There are signs all over town: “Welcome Back Friends!”
Canadian flags also hang on poles greeting visitors as they arrive. In the New York state village of Ellicottville, a three-hour drive southeast of Toronto, the reopening of the U.S. border to Canadians this week is a very big deal.
“It’s the most exciting day we’ve had in a long time,” said Brian McFadden, executive director of the Ellicottville Chamber of Commerce.
“These Canadians who come down here are our friends, we really did miss that.”
McFadden also happens to be Canadian. He moved to the village permanently in 1998 after “getting lost in a snowstorm” almost 20 years earlier, building a home and later marrying a woman he met locally.
For almost 20 months, Canadian visitors haven’t been allowed to make the routine drive across nearby border bridges at Buffalo, Niagara Falls, or Lewiston, N.Y., because of pandemic restrictions that blocked the border.
Under normal circumstances, hundreds of Canadian travellers would cross each week with their sights set on Ellicottville, especially in ski season, but also for mountain biking, golfing and social events in other months.
“We definitely missed our Canadians and they missed us,” said Jane Eshbaugh, director of marketing for Holiday Valley Resort, the main local destination for skiers. The resort also has a golf course.
“Normally, our Canadian visitors make up to 25 per cent of visitors for the year, and, last year, we virtually had zero,” she said in an interview with Global News.
Canadians are so coveted, the resort accepts Canadian dollars at par for lift tickets for one week each January.
Many Canadians own homes or lease condominium units in the village. Some spend virtually every winter weekend or longer stretches at a time. But the restrictions kept most away over the last year and a half.
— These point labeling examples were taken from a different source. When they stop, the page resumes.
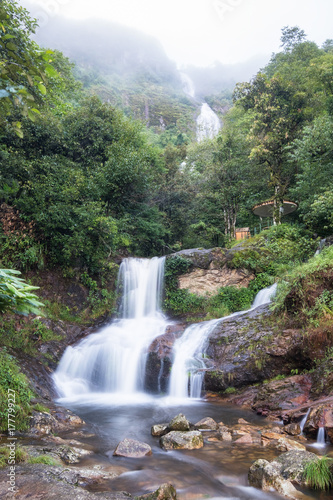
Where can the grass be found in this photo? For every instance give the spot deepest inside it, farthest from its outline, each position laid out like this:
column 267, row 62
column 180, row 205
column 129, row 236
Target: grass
column 318, row 475
column 44, row 459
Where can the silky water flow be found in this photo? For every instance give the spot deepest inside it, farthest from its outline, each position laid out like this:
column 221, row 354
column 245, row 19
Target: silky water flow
column 113, row 360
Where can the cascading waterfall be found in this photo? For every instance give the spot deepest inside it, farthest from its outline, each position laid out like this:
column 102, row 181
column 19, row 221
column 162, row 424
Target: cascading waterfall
column 113, row 360
column 208, row 123
column 189, row 366
column 188, row 85
column 304, row 419
column 321, row 440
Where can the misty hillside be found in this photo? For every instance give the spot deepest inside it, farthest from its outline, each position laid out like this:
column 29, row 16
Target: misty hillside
column 131, row 70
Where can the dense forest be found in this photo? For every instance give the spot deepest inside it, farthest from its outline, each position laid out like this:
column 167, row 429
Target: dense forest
column 99, row 161
column 81, row 181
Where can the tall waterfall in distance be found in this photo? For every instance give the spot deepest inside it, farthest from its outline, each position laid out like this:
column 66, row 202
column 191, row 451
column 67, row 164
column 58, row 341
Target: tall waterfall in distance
column 188, row 85
column 189, row 366
column 113, row 360
column 208, row 123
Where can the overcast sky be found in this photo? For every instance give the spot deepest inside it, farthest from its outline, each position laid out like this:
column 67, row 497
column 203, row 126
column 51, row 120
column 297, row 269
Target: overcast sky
column 203, row 31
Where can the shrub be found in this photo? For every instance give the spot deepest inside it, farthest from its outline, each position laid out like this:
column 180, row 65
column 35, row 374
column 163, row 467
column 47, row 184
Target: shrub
column 317, row 473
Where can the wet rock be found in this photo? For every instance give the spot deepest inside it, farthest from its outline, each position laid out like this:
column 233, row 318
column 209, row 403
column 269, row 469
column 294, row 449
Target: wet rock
column 40, row 481
column 159, row 429
column 42, row 423
column 175, row 440
column 281, row 395
column 285, row 444
column 200, row 257
column 207, row 424
column 279, row 474
column 226, row 436
column 179, row 423
column 158, row 364
column 164, row 492
column 292, row 429
column 246, row 439
column 320, row 416
column 242, row 421
column 132, row 449
column 58, row 419
column 70, row 455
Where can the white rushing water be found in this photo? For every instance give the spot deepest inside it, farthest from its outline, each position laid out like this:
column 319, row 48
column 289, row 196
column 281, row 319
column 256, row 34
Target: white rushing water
column 208, row 123
column 189, row 366
column 113, row 360
column 188, row 85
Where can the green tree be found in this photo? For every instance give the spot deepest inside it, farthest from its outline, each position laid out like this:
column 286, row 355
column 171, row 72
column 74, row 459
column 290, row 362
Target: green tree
column 277, row 110
column 24, row 67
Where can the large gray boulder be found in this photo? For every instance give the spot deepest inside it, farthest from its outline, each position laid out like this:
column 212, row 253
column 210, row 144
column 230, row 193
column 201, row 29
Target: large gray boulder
column 132, row 449
column 176, row 440
column 164, row 492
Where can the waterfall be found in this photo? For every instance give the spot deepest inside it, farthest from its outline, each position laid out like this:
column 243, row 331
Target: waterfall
column 114, row 359
column 304, row 419
column 208, row 123
column 188, row 85
column 189, row 366
column 321, row 441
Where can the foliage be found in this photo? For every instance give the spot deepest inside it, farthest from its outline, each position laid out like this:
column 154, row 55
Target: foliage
column 234, row 299
column 25, row 68
column 318, row 474
column 306, row 290
column 273, row 249
column 15, row 294
column 12, row 378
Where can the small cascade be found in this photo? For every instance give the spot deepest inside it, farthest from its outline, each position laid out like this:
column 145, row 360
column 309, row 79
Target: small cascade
column 304, row 419
column 188, row 369
column 321, row 441
column 114, row 359
column 208, row 123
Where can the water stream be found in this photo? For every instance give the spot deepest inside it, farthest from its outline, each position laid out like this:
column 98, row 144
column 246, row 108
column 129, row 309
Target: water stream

Eshbaugh points out that Canadians missed an excellent ski season in 2020-2021 because weather was consistently cool and snow conditions were considered excellent.
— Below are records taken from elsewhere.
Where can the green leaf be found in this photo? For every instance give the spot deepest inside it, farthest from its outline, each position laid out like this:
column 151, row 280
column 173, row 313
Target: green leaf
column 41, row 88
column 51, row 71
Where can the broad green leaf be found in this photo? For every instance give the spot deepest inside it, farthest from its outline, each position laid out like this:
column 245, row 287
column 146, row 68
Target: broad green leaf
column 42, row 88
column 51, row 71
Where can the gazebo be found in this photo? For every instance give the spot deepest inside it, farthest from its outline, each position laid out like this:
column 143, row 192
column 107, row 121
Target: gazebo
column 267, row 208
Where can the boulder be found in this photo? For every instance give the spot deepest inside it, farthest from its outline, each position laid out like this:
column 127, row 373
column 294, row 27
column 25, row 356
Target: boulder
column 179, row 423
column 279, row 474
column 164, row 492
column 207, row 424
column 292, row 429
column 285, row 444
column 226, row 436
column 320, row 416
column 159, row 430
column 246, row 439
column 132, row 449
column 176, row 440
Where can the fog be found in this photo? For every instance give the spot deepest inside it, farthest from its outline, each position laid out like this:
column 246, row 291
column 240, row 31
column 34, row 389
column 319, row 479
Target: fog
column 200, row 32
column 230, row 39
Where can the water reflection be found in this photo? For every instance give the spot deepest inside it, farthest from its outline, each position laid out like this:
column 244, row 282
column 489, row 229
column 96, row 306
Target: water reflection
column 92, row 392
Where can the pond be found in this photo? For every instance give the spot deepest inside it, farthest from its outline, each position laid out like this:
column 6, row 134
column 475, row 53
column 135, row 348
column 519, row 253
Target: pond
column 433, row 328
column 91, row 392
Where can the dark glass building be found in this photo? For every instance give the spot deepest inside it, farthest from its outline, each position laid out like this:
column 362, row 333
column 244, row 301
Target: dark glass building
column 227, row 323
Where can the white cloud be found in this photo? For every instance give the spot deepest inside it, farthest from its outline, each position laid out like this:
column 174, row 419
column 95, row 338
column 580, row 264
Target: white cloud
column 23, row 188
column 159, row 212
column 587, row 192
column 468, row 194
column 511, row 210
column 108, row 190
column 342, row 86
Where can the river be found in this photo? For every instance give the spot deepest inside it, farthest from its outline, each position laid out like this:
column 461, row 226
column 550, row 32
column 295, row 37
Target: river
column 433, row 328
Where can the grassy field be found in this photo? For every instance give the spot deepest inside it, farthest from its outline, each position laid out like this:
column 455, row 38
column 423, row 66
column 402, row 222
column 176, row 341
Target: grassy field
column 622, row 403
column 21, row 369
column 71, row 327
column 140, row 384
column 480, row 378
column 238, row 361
In October, Holiday Valley was ranked the number two ski resort in eastern North America by SKI Magazine readers. Smuggler’s Notch in Vermont came first.
Downtown businesses — almost all locally-owned because of requirements that make it difficult for chains to operate in the village — value Canadian travellers, too.
“We missed the families and the customers, people we’ve grown up with here,” said Laura Solly, owner of Daff Dry Goods, a clothing retailer with a western theme.
Solly says seeing familiar Canadians in her store and on the street will be welcomed.
“I think there’s going to be a lot of celebrating,” Solly told Global News.
But even though Canadians were legally prevented from crossing the border in the manner to which they and the village were accustomed for decades, the local economy didn’t suffer a loss. The opposite is true.
“A lot of people came to rent condos and work from home from here,” McFadden said, pointing out that New York state residents, as well as Pennsylvania and Ohio visitors, filled the economic void.
“We’ve had record sales,” he said, explaining that in the absence of Canadians, other travellers experienced the community for the first time.
“We made people aware we were following the (COVID-19) rules. If you were coming here, you were following them, and all of a sudden people started coming here and spending time here. We had all these new folks, we’ve been pleasantly surprised since the summer of 2020,” McFadden said.
But the Canadian contingent, which missed out on the village’s 200th birthday last year, will soon start returning to reclaim their seats on chairlifts and bar stools.
The only remaining problem: while the U.S. border has finally reopened to travellers at land crossings, Canadians must still obtain a negative COVID-19 PCR test before they’re allowed back home.
The requirement, not expected of Canadians going into the United States, is considered by some business operators and many travellers to be a cumbersome and expensive deterrent.
“We’re not going to get the day-trippers because you can’t get the results the same day,” McFadden said, expressing disappointment.
Dr. Theresa Tam, Canada’s chief public health officer, said Friday that the test requirements are under review.
“We are looking at that quite carefully,” Tam said.
“I do think all this needs to be re-examined, as we are doing with all of the border measures moving ahead,” she added.
In a move to attract Canadians right now, the village has just announced a program that will allow anyone to get free PCR tests at Holimont, the private ski club also located in Ellicottville. By charter, 50 per cent of the club’s members are Canadian.
That means someone can ski for the weekend anywhere in the community and get tested without searching for a health-care provider or pulling out their wallet to pay up.
“It’s free every Thursday, Friday and Saturday … it’s for everybody who comes to Ellicottville,” said McFadden.
With less than a month to the first ski day at Holiday Valley, the border reopening comes at an opportune time.
McFadden says it will be easy to pick out those who are coming from the other side of the border.
“We know by their accents,” he chuckles.